BUFORD — No matter the language, kindergarten students at Ivy Creek Elementary School are digesting a dose of new procedures and routines this week as they begin the 2016-17 school year.
In one classroom, they might hear, “Everybody listen, right now.”
In another, it might sound like this: “Todo el mundo escucha, en este momento.”
“We’re just practicing, each time we’re repeating it 10 times,” said teacher Emily Marabotto, who teaches the students in fluent Spanish. “Once they get into the flow of things, it just moves so nicely.”
Building those routines helps students understand the language through modeling, she said.
“That will build their confidence to feel good in their classroom with their fellow peers,” Marabotto said.
Now in her third year, Marabotto is a veteran of the dual language immersion program in Gwinnett County Public Schools, which is also in its third year. The previous two school years she taught at Bethesda Elementary, but moved to Ivy Creek to be closer to home. She makes up one half of a team teacher tandem along with Angela Williams, who focuses on language arts and social studies.
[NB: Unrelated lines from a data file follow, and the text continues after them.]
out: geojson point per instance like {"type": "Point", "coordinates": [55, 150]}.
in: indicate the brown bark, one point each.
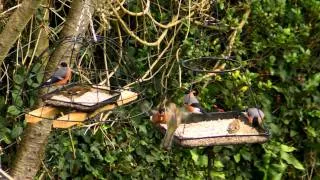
{"type": "Point", "coordinates": [17, 22]}
{"type": "Point", "coordinates": [32, 148]}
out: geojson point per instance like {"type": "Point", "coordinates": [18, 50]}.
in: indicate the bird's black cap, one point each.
{"type": "Point", "coordinates": [64, 64]}
{"type": "Point", "coordinates": [195, 91]}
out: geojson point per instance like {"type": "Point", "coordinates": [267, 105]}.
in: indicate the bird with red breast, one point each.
{"type": "Point", "coordinates": [254, 116]}
{"type": "Point", "coordinates": [60, 77]}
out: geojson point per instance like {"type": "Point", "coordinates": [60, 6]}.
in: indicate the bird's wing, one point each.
{"type": "Point", "coordinates": [60, 73]}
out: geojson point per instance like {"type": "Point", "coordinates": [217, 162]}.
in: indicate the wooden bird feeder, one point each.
{"type": "Point", "coordinates": [81, 102]}
{"type": "Point", "coordinates": [213, 130]}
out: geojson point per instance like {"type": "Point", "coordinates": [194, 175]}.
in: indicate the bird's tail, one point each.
{"type": "Point", "coordinates": [167, 140]}
{"type": "Point", "coordinates": [145, 107]}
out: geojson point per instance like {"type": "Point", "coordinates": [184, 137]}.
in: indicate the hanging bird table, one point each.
{"type": "Point", "coordinates": [92, 91]}
{"type": "Point", "coordinates": [215, 128]}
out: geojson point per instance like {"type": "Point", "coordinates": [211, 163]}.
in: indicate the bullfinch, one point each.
{"type": "Point", "coordinates": [175, 117]}
{"type": "Point", "coordinates": [60, 77]}
{"type": "Point", "coordinates": [254, 116]}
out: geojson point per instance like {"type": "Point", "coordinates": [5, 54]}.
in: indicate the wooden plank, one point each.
{"type": "Point", "coordinates": [62, 122]}
{"type": "Point", "coordinates": [45, 112]}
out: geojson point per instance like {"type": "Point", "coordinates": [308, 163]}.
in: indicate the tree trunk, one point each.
{"type": "Point", "coordinates": [17, 22]}
{"type": "Point", "coordinates": [32, 148]}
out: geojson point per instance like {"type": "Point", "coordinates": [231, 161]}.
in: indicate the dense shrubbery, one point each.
{"type": "Point", "coordinates": [279, 46]}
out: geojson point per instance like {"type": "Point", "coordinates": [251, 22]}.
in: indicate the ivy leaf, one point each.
{"type": "Point", "coordinates": [17, 131]}
{"type": "Point", "coordinates": [218, 174]}
{"type": "Point", "coordinates": [18, 79]}
{"type": "Point", "coordinates": [286, 148]}
{"type": "Point", "coordinates": [218, 164]}
{"type": "Point", "coordinates": [237, 157]}
{"type": "Point", "coordinates": [194, 156]}
{"type": "Point", "coordinates": [290, 159]}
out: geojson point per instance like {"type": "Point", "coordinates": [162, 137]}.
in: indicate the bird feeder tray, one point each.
{"type": "Point", "coordinates": [213, 130]}
{"type": "Point", "coordinates": [85, 98]}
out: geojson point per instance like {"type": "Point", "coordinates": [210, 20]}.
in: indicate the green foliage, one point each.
{"type": "Point", "coordinates": [279, 49]}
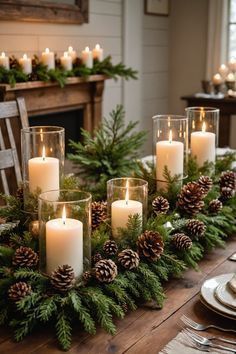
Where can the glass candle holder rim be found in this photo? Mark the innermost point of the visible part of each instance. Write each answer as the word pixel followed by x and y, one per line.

They combine to teach 54 students — 27 in each classroom — in a dual language English-Spanish model where the students learn their academics 50 percent of the day in one language and 50 percent in the other.
Principal Laura Callahan was offered the program in the spring and jumped at the chance even though Ivy Creek doesn’t have a large Hispanic population. Ivy Creek is one of six schools to have DLI in Gwinnett, including three that were added this school year.
“I couldn’t let this opportunity go somewhere else and our kids not have to have this chance to do this,” Callhan said. “Because I just think it’s going to be great. … When (parents) understand what the purpose is, I think they’re really intrigued by it, see it as a great opportunity.”
News of the program at Ivy Creek has proven to be popular, Callahan said.
She received one phone call from a man in another state who was relocating his business to the area, and asked about the school’s attendance zone. Another man, a Grayson High School teacher, also inquired, but received the unfortunate news that his first-grade daughter missed the program by a year. It was also popular enough that the school instituted a lottery system to fill the final spots.
As the students progress with each grade, Marabotto said the teachers would add foundational elements such as phonics that they would in an English-only class to build social language development, math, science and Spanish literacy.
“Not only are we looking for language proficiency, but we’re looking for proficiency in the academics,” Callahan said.
Program research and information the school district has collected suggests students perform on tests at or above levels in this program as other students do in traditional settings, Callahan said.
Williams and Marabotto met in the spring to begin planning, and have since taken to texting in the evenings to be on the same page with curriculum schedules.
“That partnership is critical,” Callahan said.
Williams is a charter member of the Ivy Creek staff, and outside of three years in pre-kindergarten, she’s taught the balance of her 21-career in kindergarten. Williams admitted she catches herself in normal planning preparations because she realizes that Marabotto is already scheduled to cover a particular area.
“It’s actually been a little easier for me,” Williams said.
Added Marabotto, “It’s nice, you can focus and zone in and get really good at what you’re doing.”